Oltre a al veicolo, ZF prevede un pacchetto di servizi destinati agli operatori della mobilità urbana: dalla gestione della flotta agli interventi di manutenzione, riparazione e formazione degli operatori.

La cintura di sicurezza riscaldata per risparimare

Seconda novità presentata al CES 2023, la ZF Heat Belt. Dopo i sedili riscaldabili e la corona del volante, ecco arrivare la cintura di sicurezza. L'idea di ZF è pensata in particolare per i veicoli elettrici, sui quali può arrivare a generare un risparmio di energia nell'ordine del 15% rispetto all'utilizzo esclusivo di sistemi convenzionali di riscaldamento.

La cinghia della cintura è solo marginalmente più spessa per l'integrazione dell'elemento conduttore termico.

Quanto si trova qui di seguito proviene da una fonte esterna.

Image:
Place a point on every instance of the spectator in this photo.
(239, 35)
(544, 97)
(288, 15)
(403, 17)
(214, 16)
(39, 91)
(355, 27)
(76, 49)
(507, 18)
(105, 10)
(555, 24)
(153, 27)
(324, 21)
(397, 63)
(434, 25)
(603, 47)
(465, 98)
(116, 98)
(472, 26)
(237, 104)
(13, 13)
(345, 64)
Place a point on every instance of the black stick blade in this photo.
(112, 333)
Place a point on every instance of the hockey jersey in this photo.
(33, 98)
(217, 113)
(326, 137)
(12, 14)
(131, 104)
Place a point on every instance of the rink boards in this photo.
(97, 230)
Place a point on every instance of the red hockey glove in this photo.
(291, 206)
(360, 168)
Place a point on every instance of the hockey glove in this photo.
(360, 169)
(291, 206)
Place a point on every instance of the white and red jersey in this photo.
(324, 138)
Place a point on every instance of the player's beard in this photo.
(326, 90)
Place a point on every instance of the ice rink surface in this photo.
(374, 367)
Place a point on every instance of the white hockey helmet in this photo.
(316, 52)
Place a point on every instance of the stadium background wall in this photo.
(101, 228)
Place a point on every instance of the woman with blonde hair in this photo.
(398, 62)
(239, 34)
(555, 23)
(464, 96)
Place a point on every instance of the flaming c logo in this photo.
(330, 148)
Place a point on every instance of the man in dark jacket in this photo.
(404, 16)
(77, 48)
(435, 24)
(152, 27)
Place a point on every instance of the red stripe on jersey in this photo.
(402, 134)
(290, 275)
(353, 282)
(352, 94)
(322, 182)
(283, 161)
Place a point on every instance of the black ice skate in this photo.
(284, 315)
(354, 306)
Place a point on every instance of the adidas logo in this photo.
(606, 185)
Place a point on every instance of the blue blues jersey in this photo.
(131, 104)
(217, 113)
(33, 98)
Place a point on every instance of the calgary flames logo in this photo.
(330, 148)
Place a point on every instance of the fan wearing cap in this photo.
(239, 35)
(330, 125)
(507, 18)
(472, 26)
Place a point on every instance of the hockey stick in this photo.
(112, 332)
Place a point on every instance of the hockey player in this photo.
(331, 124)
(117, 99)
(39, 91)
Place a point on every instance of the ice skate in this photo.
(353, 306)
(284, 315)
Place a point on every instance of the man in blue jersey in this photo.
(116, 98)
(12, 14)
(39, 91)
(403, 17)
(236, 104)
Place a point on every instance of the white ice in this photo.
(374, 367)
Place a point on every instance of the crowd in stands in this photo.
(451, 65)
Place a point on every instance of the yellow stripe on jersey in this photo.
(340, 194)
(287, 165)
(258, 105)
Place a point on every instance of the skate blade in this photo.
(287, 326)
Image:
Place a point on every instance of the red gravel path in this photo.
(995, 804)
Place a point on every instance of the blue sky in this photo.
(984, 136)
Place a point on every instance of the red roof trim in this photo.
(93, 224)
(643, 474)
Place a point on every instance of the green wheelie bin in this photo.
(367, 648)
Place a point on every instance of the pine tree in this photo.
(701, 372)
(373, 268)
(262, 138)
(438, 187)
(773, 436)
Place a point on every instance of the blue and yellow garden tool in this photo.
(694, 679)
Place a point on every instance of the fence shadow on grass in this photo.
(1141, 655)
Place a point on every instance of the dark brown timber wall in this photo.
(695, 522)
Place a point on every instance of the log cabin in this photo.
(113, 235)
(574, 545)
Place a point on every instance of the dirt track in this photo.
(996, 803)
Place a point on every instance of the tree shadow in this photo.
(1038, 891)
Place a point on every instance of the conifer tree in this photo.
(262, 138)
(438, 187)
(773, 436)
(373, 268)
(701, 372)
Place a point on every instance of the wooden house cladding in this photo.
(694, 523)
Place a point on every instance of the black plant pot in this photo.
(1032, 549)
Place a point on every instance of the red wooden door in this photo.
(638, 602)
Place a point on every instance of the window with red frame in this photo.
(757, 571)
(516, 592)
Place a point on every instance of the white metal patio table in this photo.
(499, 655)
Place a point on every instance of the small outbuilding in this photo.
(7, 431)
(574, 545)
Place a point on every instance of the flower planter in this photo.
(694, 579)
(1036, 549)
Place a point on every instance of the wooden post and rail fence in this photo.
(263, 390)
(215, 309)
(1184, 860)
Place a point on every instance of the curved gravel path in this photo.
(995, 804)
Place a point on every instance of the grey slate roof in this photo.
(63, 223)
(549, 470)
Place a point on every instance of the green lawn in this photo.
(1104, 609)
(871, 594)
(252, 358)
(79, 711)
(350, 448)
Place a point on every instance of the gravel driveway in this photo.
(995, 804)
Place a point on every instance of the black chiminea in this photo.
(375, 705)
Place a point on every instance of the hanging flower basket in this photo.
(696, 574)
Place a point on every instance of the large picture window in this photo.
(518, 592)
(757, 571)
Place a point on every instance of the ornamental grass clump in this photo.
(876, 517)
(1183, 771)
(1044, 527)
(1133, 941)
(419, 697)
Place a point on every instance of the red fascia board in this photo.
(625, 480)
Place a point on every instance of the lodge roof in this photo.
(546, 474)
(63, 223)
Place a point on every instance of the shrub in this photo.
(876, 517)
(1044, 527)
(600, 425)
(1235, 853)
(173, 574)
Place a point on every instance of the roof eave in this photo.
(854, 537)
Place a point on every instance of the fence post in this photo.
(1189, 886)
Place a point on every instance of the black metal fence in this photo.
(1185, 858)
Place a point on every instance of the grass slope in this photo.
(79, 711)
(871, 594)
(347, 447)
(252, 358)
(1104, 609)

È esso stesso parte del tessuto della cinghia, in grado di portare in pochi secondi la temperatura tra i 36 e 40° C, direttamente sul corpo del guidatore e dei passeggeri. Un vantaggio su più fronti: si può guidare senza dover tenere addosso il cappotto, il riscaldamento è localizzato sul corpo e l'impatto energetico è di appena 70 watt massimi. ZF ha presentato la Heat Belt come una cintura facilmente installabile sulla produzione attuale, senza particolari adeguamenti tecnici.